I’m a sign of the times.
I am a woman with more freedom than any previous generation in the history of humankind.
I have freedom of expression, and self-determination of my life, which women of the past could scarcely dream of.
I vote, a privilege not extended to all women in the U.S. until 1920, with the passage of the 19th Amendment to the U.S. Constitution, although in Colorado, women gained the right to vote in 1893.
I have complete control over my own property, a privilege not extended to American women until 1900.
I can even purchase my own property, a privilege I was astonished to find not extended to me in 1966. I had a good job and determined to buy a house; a very modest, two-bedroom frame house, the likes of which have mostly become “scrape-offs” in recent years. However, I found that although I could qualify with my income, I could not get a loan. This refusal certainly had nothing to do with my being a lesbian; it would take another 20 years for ME to figure that one out! It was because …. What would happen if I became pregnant? As an unmarried woman I had no one to pick up my debts when I had to quit work. (Hey, perhaps being a lesbian might actually have been an advantage!) Poor innocent little ol’ me. I had no idea that only one in a thousand women (0.1%) owned homes in 1960, but, WOW, by 1970 we zoomed all the way up to a shaky two in a thousand (0.2%). Currently, single women are around 20% of homebuyers while single men account for only 10%.
Just in my lifetime, how things have changed. I own my home, I own and drive my car, I manage my own money.

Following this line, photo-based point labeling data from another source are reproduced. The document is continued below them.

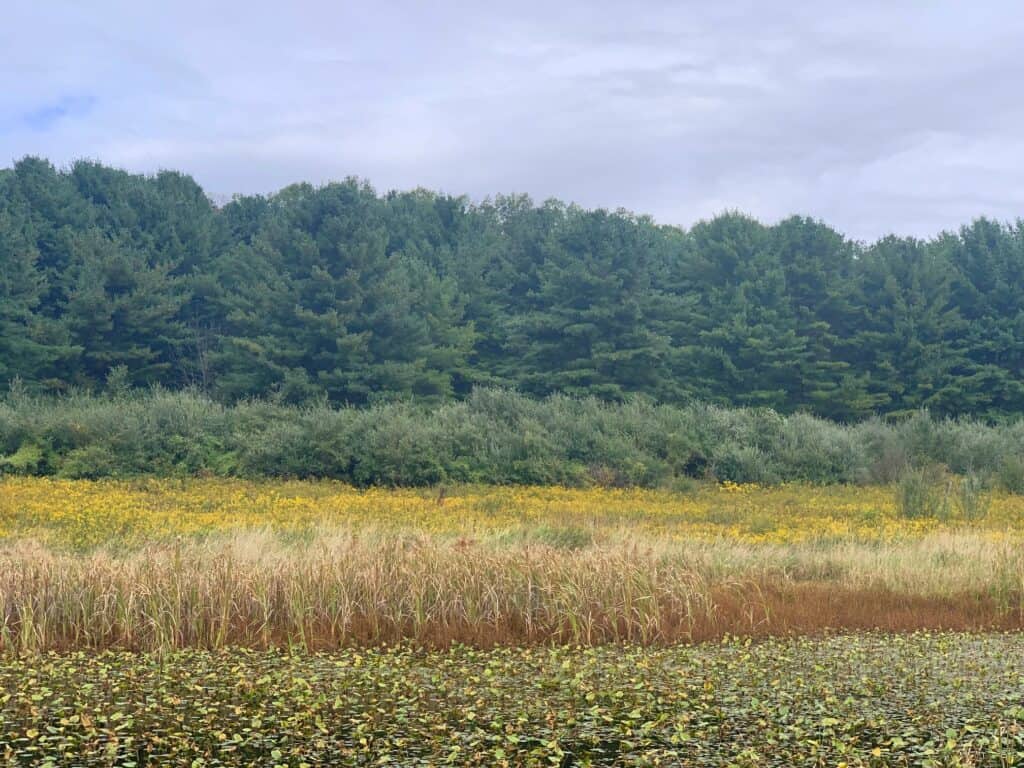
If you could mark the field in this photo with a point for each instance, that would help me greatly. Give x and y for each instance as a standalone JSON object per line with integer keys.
{"x": 208, "y": 622}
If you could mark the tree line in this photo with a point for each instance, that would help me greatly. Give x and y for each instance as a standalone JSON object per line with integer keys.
{"x": 113, "y": 281}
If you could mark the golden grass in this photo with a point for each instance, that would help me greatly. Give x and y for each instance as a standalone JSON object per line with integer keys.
{"x": 164, "y": 564}
{"x": 252, "y": 589}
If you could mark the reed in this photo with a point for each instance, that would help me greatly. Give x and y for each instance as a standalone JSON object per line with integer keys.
{"x": 357, "y": 587}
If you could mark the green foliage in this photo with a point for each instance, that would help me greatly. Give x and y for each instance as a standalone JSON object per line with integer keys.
{"x": 495, "y": 436}
{"x": 28, "y": 460}
{"x": 972, "y": 500}
{"x": 339, "y": 293}
{"x": 935, "y": 699}
{"x": 924, "y": 492}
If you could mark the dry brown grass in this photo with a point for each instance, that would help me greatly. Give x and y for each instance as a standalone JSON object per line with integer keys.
{"x": 342, "y": 588}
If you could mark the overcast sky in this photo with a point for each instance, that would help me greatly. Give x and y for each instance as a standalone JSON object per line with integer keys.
{"x": 872, "y": 117}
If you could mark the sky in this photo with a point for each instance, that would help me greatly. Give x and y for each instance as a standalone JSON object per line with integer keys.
{"x": 876, "y": 117}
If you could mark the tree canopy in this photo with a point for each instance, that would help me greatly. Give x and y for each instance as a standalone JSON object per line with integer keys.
{"x": 340, "y": 293}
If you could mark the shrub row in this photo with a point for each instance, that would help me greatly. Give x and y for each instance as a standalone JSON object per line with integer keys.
{"x": 493, "y": 436}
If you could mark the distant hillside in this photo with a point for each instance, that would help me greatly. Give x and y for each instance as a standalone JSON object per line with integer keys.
{"x": 112, "y": 280}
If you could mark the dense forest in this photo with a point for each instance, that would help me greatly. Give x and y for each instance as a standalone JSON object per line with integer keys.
{"x": 113, "y": 281}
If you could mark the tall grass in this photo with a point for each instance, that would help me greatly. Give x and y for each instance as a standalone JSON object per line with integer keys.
{"x": 494, "y": 436}
{"x": 342, "y": 588}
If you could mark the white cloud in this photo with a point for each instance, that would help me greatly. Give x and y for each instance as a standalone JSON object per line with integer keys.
{"x": 877, "y": 117}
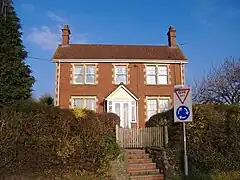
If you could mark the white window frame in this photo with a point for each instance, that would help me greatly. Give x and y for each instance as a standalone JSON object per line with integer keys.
{"x": 158, "y": 98}
{"x": 84, "y": 101}
{"x": 157, "y": 75}
{"x": 84, "y": 74}
{"x": 115, "y": 73}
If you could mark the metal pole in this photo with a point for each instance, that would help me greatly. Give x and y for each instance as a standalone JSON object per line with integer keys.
{"x": 185, "y": 150}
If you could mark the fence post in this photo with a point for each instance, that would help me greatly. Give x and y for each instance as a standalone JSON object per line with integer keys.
{"x": 117, "y": 133}
{"x": 165, "y": 134}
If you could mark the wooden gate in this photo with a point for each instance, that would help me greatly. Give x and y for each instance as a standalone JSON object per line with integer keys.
{"x": 141, "y": 137}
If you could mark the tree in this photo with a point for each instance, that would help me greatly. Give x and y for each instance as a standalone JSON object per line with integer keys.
{"x": 221, "y": 84}
{"x": 15, "y": 76}
{"x": 46, "y": 99}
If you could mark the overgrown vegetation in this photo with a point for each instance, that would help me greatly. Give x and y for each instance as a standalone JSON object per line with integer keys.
{"x": 15, "y": 76}
{"x": 212, "y": 140}
{"x": 45, "y": 141}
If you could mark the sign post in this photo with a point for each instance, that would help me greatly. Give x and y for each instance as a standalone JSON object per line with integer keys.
{"x": 183, "y": 114}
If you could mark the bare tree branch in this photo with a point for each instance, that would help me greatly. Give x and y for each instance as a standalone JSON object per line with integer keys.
{"x": 220, "y": 85}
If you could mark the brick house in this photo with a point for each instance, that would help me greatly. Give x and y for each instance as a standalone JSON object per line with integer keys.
{"x": 133, "y": 81}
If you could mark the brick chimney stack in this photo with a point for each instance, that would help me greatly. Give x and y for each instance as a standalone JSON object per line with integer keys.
{"x": 172, "y": 37}
{"x": 65, "y": 35}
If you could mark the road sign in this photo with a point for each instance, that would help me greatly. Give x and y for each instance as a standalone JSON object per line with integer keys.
{"x": 182, "y": 104}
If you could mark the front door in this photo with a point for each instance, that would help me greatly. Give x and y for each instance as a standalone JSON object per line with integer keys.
{"x": 125, "y": 111}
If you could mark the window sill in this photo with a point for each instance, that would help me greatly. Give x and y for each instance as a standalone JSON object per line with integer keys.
{"x": 157, "y": 84}
{"x": 84, "y": 84}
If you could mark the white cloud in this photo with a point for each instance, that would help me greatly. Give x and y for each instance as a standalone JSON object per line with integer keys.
{"x": 55, "y": 17}
{"x": 44, "y": 37}
{"x": 48, "y": 39}
{"x": 29, "y": 7}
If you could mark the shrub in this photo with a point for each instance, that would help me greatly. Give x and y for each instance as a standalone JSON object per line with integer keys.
{"x": 38, "y": 138}
{"x": 212, "y": 137}
{"x": 30, "y": 136}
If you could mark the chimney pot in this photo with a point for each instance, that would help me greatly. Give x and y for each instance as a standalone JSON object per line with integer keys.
{"x": 172, "y": 37}
{"x": 65, "y": 35}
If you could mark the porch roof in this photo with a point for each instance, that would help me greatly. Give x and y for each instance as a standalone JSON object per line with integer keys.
{"x": 121, "y": 86}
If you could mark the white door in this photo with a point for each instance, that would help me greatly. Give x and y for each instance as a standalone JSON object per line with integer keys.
{"x": 125, "y": 111}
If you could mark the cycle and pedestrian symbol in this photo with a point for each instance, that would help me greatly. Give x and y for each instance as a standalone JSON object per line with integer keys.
{"x": 183, "y": 112}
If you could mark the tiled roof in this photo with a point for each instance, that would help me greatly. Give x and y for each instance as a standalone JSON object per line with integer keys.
{"x": 103, "y": 51}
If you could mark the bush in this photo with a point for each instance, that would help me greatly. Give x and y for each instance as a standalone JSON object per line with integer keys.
{"x": 38, "y": 138}
{"x": 212, "y": 138}
{"x": 30, "y": 136}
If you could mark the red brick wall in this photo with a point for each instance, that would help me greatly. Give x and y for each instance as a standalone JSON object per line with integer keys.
{"x": 104, "y": 86}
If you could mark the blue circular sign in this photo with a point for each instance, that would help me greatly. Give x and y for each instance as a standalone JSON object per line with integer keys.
{"x": 183, "y": 113}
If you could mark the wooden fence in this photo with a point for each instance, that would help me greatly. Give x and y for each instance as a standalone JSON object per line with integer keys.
{"x": 141, "y": 137}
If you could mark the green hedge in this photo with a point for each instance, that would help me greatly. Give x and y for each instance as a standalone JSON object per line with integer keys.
{"x": 37, "y": 138}
{"x": 212, "y": 138}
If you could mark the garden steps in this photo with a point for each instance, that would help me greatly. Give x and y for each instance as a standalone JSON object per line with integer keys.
{"x": 140, "y": 166}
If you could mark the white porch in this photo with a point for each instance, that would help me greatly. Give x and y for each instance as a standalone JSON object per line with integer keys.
{"x": 125, "y": 104}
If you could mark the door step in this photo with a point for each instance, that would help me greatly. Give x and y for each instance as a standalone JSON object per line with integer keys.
{"x": 140, "y": 166}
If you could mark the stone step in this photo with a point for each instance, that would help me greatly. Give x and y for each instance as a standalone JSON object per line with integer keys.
{"x": 139, "y": 161}
{"x": 137, "y": 156}
{"x": 144, "y": 166}
{"x": 144, "y": 172}
{"x": 147, "y": 177}
{"x": 135, "y": 151}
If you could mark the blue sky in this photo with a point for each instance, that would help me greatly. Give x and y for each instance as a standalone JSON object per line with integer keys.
{"x": 210, "y": 29}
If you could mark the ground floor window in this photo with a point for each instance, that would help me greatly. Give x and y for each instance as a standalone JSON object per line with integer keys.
{"x": 157, "y": 105}
{"x": 88, "y": 102}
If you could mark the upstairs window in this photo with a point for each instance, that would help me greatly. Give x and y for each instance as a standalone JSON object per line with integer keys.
{"x": 84, "y": 74}
{"x": 84, "y": 102}
{"x": 120, "y": 74}
{"x": 157, "y": 74}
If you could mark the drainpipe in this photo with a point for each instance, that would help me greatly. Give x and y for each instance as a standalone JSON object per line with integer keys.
{"x": 59, "y": 72}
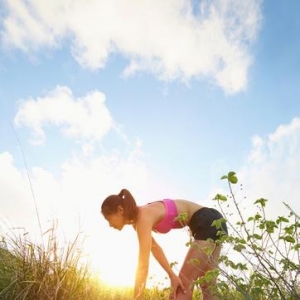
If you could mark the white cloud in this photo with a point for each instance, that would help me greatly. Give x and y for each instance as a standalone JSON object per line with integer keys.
{"x": 86, "y": 118}
{"x": 166, "y": 38}
{"x": 272, "y": 169}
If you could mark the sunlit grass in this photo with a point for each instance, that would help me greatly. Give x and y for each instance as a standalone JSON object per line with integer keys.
{"x": 47, "y": 270}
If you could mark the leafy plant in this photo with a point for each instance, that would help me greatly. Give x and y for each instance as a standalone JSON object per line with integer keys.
{"x": 263, "y": 260}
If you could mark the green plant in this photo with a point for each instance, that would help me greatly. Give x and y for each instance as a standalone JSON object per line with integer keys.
{"x": 264, "y": 252}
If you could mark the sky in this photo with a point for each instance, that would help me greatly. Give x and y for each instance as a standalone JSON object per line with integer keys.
{"x": 159, "y": 97}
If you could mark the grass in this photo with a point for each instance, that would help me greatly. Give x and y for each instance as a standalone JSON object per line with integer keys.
{"x": 32, "y": 271}
{"x": 48, "y": 271}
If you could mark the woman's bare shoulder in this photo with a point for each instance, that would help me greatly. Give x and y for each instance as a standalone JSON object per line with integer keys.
{"x": 187, "y": 206}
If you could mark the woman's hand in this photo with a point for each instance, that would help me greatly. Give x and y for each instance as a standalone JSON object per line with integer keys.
{"x": 176, "y": 283}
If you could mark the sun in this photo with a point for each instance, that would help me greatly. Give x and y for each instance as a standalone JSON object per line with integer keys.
{"x": 114, "y": 259}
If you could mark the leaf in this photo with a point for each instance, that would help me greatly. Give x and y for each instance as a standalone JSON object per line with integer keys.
{"x": 232, "y": 178}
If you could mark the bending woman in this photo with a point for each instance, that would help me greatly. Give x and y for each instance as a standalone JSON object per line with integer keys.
{"x": 162, "y": 216}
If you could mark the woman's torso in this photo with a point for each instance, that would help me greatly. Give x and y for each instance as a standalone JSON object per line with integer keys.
{"x": 157, "y": 211}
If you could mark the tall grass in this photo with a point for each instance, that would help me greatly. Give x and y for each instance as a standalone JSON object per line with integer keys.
{"x": 43, "y": 271}
{"x": 51, "y": 271}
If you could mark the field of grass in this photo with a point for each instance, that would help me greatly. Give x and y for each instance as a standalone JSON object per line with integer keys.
{"x": 29, "y": 271}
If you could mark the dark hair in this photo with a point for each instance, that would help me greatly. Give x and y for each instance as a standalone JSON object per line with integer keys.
{"x": 124, "y": 199}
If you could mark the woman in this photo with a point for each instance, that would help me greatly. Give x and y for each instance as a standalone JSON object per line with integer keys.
{"x": 162, "y": 216}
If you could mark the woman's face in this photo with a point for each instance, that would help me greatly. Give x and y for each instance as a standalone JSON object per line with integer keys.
{"x": 116, "y": 220}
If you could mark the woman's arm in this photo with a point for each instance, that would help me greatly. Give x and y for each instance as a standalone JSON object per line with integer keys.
{"x": 143, "y": 230}
{"x": 160, "y": 256}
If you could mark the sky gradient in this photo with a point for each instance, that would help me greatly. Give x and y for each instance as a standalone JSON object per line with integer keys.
{"x": 159, "y": 97}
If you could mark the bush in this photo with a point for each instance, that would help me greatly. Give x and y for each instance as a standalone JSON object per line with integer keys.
{"x": 264, "y": 259}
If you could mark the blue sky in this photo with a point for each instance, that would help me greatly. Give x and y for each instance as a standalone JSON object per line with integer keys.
{"x": 160, "y": 97}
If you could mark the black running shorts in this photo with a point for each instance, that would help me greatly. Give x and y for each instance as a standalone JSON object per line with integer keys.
{"x": 201, "y": 224}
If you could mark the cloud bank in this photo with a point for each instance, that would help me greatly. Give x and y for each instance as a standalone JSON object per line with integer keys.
{"x": 174, "y": 40}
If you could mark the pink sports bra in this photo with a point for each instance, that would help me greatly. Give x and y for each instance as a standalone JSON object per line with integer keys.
{"x": 168, "y": 222}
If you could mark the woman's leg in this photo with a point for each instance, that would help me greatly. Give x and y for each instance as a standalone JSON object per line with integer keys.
{"x": 201, "y": 257}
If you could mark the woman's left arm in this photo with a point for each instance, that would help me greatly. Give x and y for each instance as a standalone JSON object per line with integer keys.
{"x": 143, "y": 230}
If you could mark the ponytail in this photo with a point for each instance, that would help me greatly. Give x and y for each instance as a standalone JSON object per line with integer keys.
{"x": 124, "y": 199}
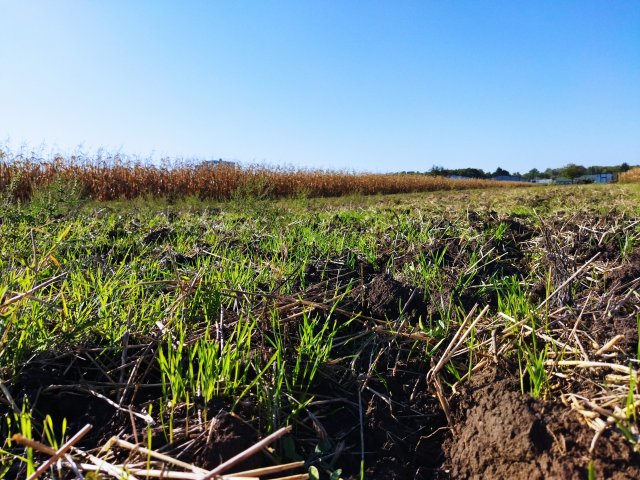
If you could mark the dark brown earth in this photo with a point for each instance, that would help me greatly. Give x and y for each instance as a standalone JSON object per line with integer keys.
{"x": 383, "y": 396}
{"x": 501, "y": 433}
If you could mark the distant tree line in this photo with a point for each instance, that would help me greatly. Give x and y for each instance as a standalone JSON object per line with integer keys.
{"x": 570, "y": 171}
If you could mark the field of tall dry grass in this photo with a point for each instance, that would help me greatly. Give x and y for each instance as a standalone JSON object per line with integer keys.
{"x": 114, "y": 178}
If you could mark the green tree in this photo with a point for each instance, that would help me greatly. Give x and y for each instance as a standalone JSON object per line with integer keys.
{"x": 573, "y": 171}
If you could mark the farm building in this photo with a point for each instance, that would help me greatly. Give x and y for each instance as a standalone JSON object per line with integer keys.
{"x": 543, "y": 181}
{"x": 509, "y": 178}
{"x": 597, "y": 178}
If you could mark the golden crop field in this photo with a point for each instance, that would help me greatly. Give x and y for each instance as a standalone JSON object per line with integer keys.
{"x": 116, "y": 179}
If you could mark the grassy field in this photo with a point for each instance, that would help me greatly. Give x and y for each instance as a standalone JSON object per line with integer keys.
{"x": 428, "y": 335}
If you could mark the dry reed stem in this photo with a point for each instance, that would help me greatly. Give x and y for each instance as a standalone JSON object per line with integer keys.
{"x": 247, "y": 453}
{"x": 61, "y": 451}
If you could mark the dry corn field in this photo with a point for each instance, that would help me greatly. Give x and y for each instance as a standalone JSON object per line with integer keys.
{"x": 112, "y": 178}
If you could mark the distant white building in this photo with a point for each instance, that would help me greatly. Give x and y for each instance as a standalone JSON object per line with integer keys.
{"x": 543, "y": 181}
{"x": 597, "y": 178}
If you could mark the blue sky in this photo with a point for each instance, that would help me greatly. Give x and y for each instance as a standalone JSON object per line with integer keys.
{"x": 356, "y": 85}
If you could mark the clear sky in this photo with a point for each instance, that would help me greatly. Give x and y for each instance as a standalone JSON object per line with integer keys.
{"x": 339, "y": 84}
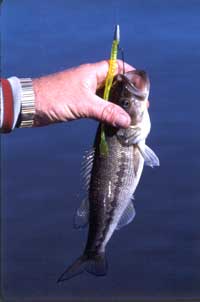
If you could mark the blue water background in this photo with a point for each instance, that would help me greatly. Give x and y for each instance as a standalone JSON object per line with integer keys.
{"x": 159, "y": 254}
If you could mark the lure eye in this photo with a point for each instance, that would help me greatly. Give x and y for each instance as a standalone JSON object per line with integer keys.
{"x": 125, "y": 103}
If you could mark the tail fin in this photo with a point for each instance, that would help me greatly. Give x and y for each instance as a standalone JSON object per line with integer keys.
{"x": 95, "y": 264}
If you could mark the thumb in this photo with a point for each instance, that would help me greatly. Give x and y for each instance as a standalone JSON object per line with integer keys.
{"x": 108, "y": 112}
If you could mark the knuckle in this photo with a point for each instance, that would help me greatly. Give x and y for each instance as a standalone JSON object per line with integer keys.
{"x": 109, "y": 113}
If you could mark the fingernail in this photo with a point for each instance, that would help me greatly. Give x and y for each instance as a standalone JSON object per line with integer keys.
{"x": 123, "y": 120}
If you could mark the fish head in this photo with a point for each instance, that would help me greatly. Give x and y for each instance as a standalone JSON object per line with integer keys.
{"x": 130, "y": 91}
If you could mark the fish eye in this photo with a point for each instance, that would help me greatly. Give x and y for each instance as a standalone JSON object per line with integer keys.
{"x": 125, "y": 103}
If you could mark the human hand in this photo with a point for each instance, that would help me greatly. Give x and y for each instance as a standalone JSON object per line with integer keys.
{"x": 71, "y": 94}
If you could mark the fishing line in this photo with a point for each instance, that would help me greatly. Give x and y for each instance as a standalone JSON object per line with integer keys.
{"x": 122, "y": 56}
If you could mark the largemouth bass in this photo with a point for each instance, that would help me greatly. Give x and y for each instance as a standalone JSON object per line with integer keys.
{"x": 112, "y": 179}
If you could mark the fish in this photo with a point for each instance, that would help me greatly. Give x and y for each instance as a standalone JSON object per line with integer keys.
{"x": 111, "y": 179}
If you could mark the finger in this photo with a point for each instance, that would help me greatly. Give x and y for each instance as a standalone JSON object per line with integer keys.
{"x": 102, "y": 67}
{"x": 108, "y": 112}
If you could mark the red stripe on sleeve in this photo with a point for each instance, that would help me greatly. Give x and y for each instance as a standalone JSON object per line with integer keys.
{"x": 8, "y": 113}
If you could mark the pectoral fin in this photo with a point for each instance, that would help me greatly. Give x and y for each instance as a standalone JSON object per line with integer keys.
{"x": 127, "y": 216}
{"x": 150, "y": 158}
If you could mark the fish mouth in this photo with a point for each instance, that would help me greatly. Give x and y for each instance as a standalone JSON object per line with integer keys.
{"x": 137, "y": 82}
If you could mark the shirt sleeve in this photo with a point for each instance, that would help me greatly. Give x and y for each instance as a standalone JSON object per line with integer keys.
{"x": 17, "y": 96}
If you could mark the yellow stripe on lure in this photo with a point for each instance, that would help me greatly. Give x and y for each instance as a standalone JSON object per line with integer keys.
{"x": 108, "y": 84}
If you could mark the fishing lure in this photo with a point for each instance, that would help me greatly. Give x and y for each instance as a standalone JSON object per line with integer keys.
{"x": 108, "y": 84}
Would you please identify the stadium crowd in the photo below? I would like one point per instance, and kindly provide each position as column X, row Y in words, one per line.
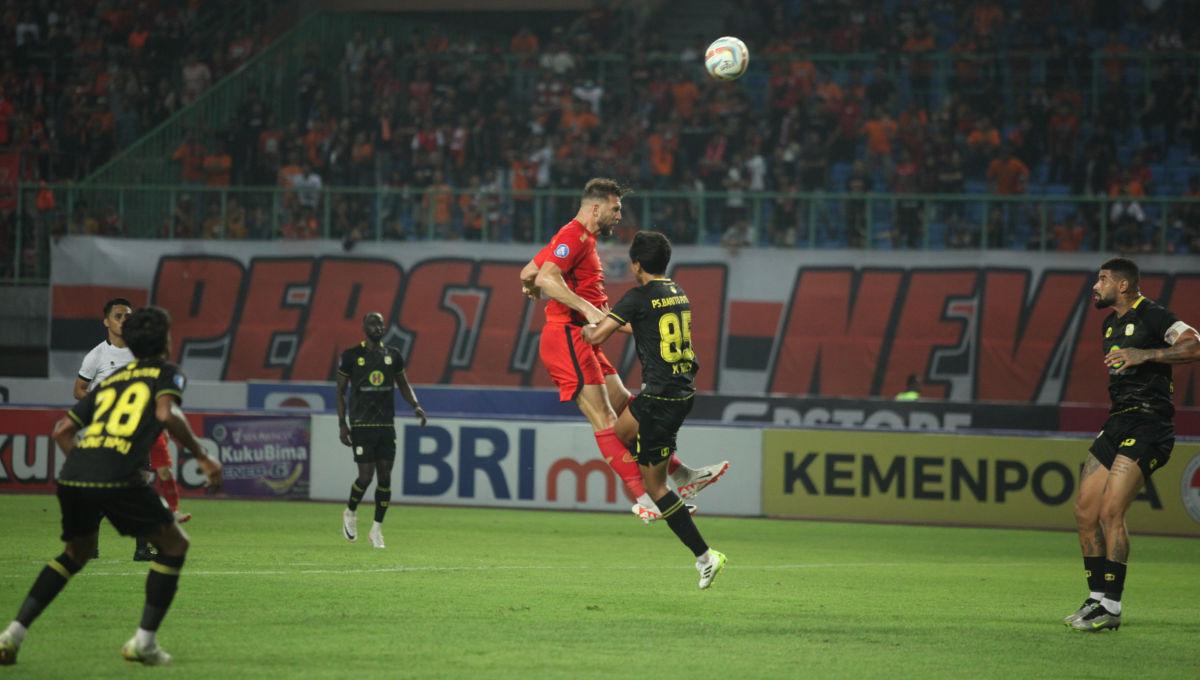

I haven't worn a skirt since I retired; I am free to follow fashion or ignore it. I am free to follow social mores or ignore them.
I talk about religion and politics, very much verboten in my youth, and, still worse, about sex!
I have lived with my beautiful Betsy for over 25 years. Far from causing us to live in fear, this fact does not seem to faze anyone among our acquaintances, friends, and families. And now, in July 2013, neither does it, according to the Supreme Court, threaten all those straight marriages out there. Which, by the way, are failing at a rate exceeding 50%.
Like many older people, I get a bit curmudgeonly at times, bemoaning today’s world and muttering on about how things are not what they used to be.
How happy I should be that they are not!
I have lived, and am living, in the best possible time.
I am indeed, and delighted to be, a sign of the times.